I like to look at comparisons with the rest of the NL. I think they show that the Reds are a better than average offensive team and a worse than average pitching team (for the NL). The offense is pretty good, but not good enough to compensate for the pitching.
These are overall stats, and don't consider improvement/diminishment as the team has changed throughout the year.
Offensively, the team is a high home run and walk team but deficient in getting base hits. Run production lags behind OPS/OBP. As of today, in the NL, they are:
First in Walks
First in Home Runs
Second in OPS (.791)
Tied for second in OBP (.342)
Fifth in runs
Eighth in hits
Tied for 10th-12th in Batting Average (.263)

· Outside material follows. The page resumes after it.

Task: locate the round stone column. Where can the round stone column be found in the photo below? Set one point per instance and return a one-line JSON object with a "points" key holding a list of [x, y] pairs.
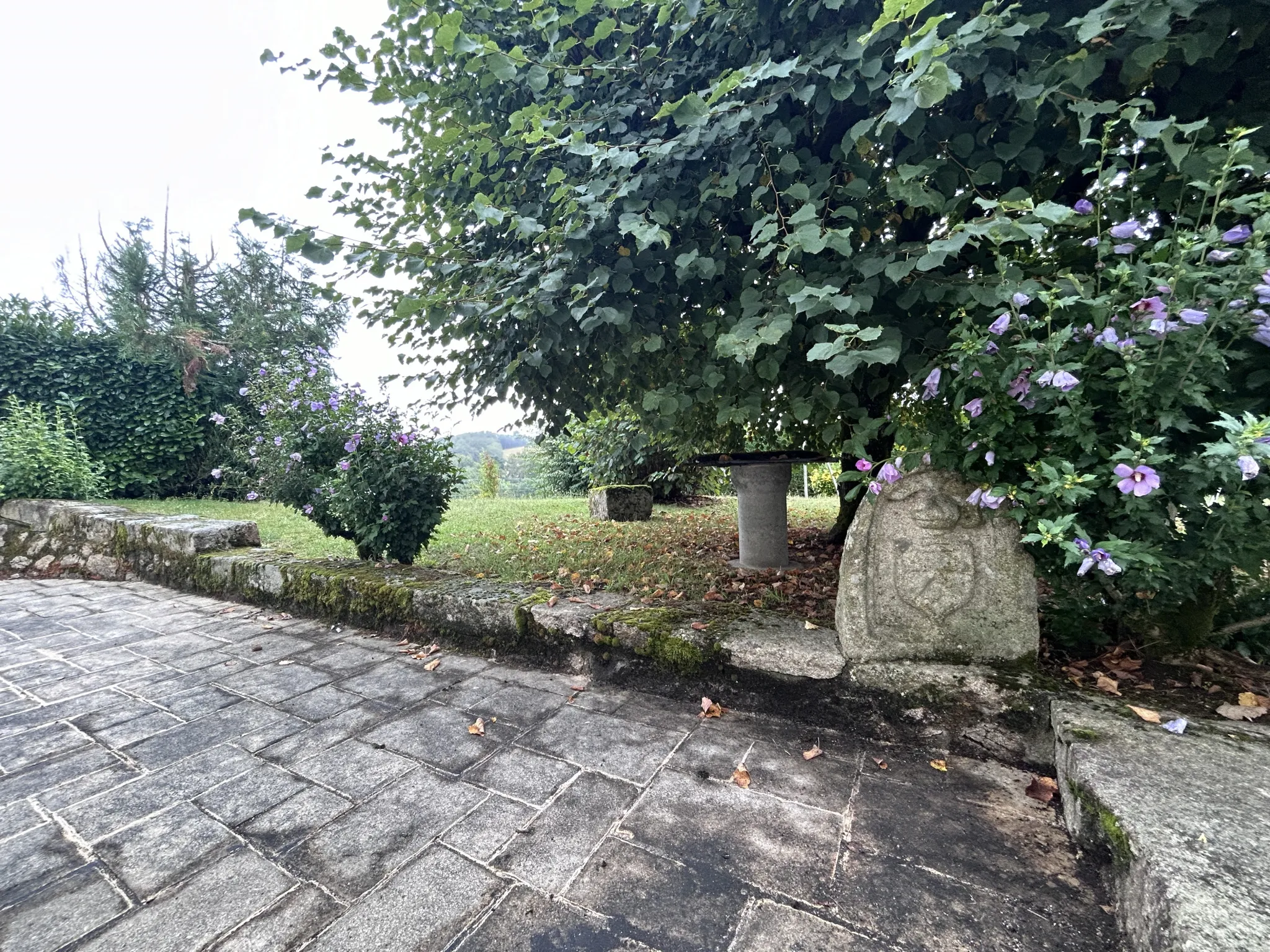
{"points": [[762, 521]]}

Pitching wise, the team is improved over 2005. I don't have the 2005 numbers handy, but the team ERA (last two years) was over 5. Now the numbers are a bit better:
11th in team ERA (4.67)
11th in runs allowed
15th (of 16) in OPS against (.804)
First in homers allowed
Third in fewest walks allowed
Ninth in most strikeouts
7th in saves (tied)
I guess my conclusion is that the Reds have steadily had a good offense the last three years and still do. The offense would be even better with a few higher BA hitters. (Griffey and Dunn hitting around .250 with lots of at bats obviously pulls down the BA for the team.)
But overall pitching is still the culprit. The Reds are competing this year because the pitching is finally in a "normal" range (as opposed to the horrendous numbers in 2004 and 05). But the pitching numbers at this point are still unsatisfactory. (Note that the OPS against is .804, worse than the offensive OPS of .791)
To go a bit further, the following starting ERAs are -- in my view -- the single biggest problem. Mays (27 IP) - 7.33; Claussen (77 IP) - 6.19; Michalak (21 IP) - 5.56; Ramirez (104 IP) - 5.37; Milton (141 IP) - 5.16.
So, with all the frustration over the offense and bullpen, it looks to me that getting two good new starting pitchers next year would dramatically upgrade this team.